DENVER – Western Distributing Transportation Corp., one of Colorado's largest trucking companies, has reportedly been licensing most of its fleet out of state for 13 years to avoid paying Colorado sales taxes and emissions fees, according to 9news.com. While the signs on the truck doors say Denver, Colorado, their license plates say Wyoming.
According to the Colorado Motor Carriers Association, it cost $11,749 for a new truck tractor in Colorado, or twice as much as Wyoming, which cost $5,559. The association also claims that Colorado has the highest sales tax of any surrounding state, reported 9news.com.
The practice by Western Distributing Transportation Corp. has cost Colorado millions of dollars in sales tax during the state's worst budget crisis in decades, according to a 9 Wants to Know investigation.
Western Distributing opened for business in 1933 and maintains a fleet of 235 trucks and 345 trailers at its Denver headquarters. Records show the company's trucks drove 4.5 million miles on Colorado roads last year and 1.5 million miles in Wyoming, reported 9news.com.
House Speaker Terrance Carroll (D-Denver) disapproves of the practice. "That's an insult to the all of the businesses that do what they have to do in Colorado," he said, according to 9news.com.

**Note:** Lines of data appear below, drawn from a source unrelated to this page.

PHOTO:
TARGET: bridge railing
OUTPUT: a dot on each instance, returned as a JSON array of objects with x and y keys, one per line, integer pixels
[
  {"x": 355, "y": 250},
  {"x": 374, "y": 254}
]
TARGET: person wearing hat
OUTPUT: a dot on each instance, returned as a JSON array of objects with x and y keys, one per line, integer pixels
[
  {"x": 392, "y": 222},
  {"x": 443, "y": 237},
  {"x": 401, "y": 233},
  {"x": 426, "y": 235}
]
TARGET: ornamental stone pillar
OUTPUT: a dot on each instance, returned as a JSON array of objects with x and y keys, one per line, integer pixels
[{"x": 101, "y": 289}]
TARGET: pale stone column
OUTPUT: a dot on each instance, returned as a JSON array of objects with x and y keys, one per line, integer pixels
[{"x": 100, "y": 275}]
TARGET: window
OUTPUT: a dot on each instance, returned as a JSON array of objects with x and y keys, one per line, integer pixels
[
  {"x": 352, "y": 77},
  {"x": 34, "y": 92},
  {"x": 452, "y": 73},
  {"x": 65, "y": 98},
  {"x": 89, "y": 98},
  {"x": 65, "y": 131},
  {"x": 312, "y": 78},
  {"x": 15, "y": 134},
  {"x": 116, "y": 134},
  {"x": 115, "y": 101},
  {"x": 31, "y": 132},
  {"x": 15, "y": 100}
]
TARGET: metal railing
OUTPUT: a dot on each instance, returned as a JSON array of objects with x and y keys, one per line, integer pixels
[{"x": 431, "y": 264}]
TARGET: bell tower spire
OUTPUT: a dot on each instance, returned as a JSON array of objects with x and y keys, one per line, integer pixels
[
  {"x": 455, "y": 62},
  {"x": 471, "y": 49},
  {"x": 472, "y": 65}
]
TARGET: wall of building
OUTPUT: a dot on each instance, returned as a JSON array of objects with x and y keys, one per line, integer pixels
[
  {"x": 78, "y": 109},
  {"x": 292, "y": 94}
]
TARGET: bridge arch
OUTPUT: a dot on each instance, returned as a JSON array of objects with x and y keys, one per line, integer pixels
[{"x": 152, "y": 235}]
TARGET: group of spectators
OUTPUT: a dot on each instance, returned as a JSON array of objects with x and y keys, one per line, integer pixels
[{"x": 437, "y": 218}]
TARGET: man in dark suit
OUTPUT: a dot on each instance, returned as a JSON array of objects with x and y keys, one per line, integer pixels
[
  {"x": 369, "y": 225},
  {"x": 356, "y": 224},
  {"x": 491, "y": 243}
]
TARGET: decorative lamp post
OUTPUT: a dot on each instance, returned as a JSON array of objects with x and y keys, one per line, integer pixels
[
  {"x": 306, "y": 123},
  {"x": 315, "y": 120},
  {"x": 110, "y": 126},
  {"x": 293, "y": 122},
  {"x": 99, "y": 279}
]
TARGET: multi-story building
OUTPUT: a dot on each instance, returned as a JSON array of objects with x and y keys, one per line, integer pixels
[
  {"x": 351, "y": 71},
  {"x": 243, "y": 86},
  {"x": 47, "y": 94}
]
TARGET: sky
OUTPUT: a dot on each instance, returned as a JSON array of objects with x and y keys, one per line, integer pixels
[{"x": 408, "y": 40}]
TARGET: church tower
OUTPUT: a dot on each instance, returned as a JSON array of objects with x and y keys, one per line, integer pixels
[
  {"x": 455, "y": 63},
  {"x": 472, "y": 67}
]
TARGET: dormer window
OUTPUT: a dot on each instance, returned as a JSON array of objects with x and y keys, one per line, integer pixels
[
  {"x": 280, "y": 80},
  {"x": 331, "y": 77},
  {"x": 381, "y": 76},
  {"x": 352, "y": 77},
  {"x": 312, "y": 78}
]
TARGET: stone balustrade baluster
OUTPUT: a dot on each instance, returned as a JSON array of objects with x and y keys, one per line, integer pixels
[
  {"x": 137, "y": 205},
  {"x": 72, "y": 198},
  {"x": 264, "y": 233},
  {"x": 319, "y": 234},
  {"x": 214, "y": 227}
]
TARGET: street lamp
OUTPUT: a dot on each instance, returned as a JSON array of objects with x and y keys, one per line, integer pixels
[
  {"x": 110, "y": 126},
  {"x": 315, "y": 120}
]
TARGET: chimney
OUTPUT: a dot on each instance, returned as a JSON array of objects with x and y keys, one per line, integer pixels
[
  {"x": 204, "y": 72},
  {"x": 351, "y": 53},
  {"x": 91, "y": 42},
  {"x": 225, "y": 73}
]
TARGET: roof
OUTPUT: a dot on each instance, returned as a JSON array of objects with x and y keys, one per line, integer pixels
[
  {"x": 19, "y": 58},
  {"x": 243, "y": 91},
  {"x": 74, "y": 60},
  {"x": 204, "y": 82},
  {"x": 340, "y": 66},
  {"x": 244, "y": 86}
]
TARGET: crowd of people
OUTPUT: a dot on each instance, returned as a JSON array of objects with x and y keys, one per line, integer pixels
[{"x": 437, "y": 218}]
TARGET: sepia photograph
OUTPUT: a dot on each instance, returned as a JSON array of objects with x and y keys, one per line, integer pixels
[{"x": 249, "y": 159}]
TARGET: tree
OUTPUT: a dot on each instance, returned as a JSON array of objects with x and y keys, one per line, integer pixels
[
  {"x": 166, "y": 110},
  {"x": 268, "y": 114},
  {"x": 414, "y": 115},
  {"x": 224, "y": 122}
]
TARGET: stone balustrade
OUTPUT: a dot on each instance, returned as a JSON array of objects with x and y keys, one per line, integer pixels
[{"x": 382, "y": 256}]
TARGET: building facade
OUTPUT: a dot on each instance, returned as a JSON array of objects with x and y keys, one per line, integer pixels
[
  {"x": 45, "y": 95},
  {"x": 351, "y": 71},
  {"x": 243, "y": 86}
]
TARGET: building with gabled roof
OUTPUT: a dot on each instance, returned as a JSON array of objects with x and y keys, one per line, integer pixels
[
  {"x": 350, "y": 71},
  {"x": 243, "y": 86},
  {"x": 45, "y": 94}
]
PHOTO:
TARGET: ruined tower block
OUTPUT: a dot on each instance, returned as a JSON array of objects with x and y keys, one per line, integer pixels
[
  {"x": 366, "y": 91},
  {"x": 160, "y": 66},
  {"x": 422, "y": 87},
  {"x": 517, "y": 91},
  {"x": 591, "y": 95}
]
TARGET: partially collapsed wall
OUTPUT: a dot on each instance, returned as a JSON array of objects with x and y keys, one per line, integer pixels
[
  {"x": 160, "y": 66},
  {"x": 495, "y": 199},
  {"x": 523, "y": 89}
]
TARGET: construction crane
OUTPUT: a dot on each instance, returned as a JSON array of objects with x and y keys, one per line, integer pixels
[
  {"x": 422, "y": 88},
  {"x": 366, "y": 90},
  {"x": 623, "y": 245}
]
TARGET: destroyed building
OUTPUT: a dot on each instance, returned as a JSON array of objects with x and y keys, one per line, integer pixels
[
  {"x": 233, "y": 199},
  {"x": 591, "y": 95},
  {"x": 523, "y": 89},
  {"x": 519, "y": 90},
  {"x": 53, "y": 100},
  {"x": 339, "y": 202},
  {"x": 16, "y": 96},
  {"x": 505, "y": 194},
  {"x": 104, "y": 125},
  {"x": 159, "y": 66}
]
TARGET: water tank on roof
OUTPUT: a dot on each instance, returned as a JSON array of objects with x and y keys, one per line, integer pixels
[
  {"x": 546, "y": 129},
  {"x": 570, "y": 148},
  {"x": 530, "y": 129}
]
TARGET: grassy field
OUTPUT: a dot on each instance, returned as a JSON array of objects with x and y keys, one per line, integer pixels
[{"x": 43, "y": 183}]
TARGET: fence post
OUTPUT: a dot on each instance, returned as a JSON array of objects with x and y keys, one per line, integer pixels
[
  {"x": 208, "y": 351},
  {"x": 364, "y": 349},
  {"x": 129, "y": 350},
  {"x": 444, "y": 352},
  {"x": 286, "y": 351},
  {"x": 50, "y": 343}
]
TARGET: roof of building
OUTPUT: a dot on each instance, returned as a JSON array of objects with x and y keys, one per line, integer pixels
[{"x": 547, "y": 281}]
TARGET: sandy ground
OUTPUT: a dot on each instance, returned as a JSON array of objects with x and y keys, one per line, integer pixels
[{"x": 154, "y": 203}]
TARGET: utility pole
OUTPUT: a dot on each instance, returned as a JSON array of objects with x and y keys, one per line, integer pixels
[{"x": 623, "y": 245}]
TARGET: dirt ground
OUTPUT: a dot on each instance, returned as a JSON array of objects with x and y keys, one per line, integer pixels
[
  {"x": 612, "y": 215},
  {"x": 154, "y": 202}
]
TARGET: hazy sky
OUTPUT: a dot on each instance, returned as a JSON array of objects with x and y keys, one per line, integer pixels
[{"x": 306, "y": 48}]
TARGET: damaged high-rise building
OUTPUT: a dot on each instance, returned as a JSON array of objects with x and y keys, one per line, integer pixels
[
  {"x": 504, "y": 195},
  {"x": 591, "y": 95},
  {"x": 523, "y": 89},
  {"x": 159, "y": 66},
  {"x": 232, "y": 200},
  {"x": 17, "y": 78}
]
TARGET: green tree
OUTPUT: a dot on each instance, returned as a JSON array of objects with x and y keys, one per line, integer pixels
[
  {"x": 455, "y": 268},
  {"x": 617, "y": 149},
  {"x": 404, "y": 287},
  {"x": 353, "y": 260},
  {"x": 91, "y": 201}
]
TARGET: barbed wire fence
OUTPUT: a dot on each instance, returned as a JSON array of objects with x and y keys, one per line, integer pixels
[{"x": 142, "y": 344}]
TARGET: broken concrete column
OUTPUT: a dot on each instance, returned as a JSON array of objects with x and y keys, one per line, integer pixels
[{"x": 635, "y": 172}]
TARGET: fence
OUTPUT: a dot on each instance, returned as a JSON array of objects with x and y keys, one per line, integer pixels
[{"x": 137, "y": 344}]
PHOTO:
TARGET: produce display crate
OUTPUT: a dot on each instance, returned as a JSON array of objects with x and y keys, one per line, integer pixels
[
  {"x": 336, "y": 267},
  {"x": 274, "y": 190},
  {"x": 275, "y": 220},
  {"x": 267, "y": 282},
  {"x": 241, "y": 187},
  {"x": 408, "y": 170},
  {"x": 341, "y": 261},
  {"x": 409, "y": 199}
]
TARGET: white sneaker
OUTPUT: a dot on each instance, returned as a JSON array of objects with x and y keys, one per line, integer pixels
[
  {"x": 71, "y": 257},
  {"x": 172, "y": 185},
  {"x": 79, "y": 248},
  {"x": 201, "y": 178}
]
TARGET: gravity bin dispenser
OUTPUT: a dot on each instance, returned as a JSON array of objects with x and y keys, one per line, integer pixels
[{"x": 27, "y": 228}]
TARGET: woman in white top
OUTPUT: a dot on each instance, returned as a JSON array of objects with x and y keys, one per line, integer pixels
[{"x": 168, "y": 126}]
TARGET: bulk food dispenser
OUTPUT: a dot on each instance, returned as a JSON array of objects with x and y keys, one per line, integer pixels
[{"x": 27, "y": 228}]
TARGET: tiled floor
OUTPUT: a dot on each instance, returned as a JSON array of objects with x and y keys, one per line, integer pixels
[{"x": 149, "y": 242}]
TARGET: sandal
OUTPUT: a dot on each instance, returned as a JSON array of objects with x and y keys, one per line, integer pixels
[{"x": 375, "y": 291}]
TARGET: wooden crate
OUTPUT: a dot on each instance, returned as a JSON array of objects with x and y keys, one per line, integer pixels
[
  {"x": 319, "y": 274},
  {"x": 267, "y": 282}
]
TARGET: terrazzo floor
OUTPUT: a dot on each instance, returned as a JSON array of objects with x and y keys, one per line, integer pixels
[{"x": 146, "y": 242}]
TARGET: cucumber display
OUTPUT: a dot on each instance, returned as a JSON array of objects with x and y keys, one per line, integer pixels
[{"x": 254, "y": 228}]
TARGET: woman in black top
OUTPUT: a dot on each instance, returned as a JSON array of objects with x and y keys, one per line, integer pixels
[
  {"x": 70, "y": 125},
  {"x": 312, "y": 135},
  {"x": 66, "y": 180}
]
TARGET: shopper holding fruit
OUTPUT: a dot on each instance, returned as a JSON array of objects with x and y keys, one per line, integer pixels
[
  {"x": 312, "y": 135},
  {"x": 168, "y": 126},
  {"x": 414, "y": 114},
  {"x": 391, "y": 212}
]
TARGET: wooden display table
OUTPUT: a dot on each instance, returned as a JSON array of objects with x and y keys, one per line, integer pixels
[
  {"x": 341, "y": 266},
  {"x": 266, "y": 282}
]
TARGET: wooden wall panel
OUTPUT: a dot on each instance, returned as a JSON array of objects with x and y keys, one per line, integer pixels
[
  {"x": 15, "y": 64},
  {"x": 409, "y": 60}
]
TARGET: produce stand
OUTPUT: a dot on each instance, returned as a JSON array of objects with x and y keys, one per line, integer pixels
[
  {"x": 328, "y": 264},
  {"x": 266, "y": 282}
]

Western Distributing says trucking regulations put forth by the International Registration Plan (IRP) allow them to license their vehicles in Wyoming. IRP requires companies have a real place of business in the state that they register vehicles, complete with a permanent employee, a building, and company records.
The trucking company stopped paying Colorado sales tax on its interstate tractor trucks in 1996 when it began licensing its fleet in the state of Nebraska. In 2006, Nebraska reportedly kicked the company out of the state after an audit found it did not have an actual established place of business there, according to 9news.com.
After leaving Nebraska in 2006, Western Distributing began registering its fleet in Wyoming instead of Colorado.